We revised the figures as requested.

The paper opens a perspective on optimizing differentiation protocols. It would be very interesting to see the promoter demethylation of the other genes and the expression of miR-103a target genes, both involved in trophoblast differentiation.

Thanks for the comment. Of course further characterization of promoter demethylation would be interesting as well as a deeper insight into target gene expression. These further analyses are out of the scope in this manuscript but are already under investigation for another project.

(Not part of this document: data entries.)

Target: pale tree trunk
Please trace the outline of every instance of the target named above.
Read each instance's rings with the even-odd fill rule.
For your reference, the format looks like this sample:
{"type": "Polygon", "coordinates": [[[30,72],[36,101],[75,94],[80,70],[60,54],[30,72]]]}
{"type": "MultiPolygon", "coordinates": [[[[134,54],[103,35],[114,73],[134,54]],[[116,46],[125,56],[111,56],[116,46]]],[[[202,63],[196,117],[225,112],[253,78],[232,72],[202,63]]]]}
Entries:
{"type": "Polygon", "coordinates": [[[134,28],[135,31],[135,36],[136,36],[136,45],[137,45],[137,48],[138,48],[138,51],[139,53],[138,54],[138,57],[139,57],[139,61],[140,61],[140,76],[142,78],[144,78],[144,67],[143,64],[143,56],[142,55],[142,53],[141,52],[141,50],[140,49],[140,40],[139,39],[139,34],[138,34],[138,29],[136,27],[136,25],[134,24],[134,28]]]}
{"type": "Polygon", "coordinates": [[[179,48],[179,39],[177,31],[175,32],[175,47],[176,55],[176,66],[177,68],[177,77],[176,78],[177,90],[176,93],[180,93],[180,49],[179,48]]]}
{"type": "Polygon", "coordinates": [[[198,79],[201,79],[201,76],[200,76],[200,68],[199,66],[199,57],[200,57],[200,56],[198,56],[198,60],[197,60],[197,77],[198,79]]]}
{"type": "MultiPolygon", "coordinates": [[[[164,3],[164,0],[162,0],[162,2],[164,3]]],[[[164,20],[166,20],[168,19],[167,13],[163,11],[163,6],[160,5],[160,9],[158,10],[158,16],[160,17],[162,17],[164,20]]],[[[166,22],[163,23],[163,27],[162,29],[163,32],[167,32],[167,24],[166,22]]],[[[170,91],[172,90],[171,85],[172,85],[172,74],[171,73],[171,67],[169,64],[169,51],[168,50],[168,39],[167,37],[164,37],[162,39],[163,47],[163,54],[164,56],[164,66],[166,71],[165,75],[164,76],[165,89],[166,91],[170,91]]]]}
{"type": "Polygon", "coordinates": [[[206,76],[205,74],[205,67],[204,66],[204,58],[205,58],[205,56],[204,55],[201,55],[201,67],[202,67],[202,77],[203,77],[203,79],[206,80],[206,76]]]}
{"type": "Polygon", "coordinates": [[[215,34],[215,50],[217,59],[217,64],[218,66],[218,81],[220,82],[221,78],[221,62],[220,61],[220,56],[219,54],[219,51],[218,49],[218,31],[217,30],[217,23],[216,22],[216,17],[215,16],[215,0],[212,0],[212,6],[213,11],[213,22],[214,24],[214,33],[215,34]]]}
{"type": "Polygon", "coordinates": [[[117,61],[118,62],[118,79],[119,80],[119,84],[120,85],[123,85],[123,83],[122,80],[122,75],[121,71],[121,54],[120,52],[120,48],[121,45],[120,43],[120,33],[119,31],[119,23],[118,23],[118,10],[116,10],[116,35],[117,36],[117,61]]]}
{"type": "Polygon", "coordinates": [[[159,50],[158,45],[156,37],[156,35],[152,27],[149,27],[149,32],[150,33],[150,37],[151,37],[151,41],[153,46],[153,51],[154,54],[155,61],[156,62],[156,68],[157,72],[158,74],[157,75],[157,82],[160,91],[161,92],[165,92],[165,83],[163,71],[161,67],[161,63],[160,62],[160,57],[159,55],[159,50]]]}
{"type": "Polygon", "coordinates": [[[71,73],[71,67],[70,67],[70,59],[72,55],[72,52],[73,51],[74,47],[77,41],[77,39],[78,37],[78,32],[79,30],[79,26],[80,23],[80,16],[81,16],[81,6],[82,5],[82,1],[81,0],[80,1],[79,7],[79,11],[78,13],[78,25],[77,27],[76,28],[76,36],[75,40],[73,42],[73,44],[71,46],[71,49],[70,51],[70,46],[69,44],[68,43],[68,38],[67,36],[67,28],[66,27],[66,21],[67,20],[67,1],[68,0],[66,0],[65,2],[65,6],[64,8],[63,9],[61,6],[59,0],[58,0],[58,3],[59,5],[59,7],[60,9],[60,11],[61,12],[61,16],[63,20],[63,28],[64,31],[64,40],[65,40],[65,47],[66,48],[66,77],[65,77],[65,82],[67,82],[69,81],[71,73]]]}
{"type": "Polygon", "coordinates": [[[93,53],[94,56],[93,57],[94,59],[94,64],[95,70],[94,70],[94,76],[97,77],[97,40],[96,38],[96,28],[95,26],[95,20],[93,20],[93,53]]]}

Author Response File: Author Response.docx

Round 2

Reviewer 1 Report

General remarks: Thanks for clarification of the strength of your study. Nevertheless, their are cell culture models using trophoblastic stem cells (without iPSCs generation) as mentioned by multiple answers of the author (available by isolation, commercially available (some regions) or easily shared by the scientific community), which have a one step protocol and a EVT generation ratio of 86% - 96.9% in recent publications. Therefore, an iPSCs model using a very expensive Cytotune® -iPS Sendai Reprogramming Kit (Thermo Fisher Scientific) technique, which is associated with a huge effort to characterize the resulting cell lines, is in our opinion not a significant improvement. Also the above-mentioned system is easily transferable into organoid systems and can be modified to mimic PE and other pregnancy-associated diseases. In conclusion, the present article by On-Chung Shum et al. shows a nicely improved protocol one step protocol for a "niche" application.

Additional comments: Thanks for adding the immune-lateral flow assay test to verify the hCG secretion, but as stated by the authors the primary objective of the study was focused on EVTs (HLAGpos cells). Therefore, the authors should consider to functionally verify this cell type with additional assays. Their data suggest the RNA upregulation of important marker protein and the expression of markers like HLAG, but as experienced scientists in stem cell research, they are likely aware that not all differentiated iPSCs cells are fully functional even with the correct marker subset.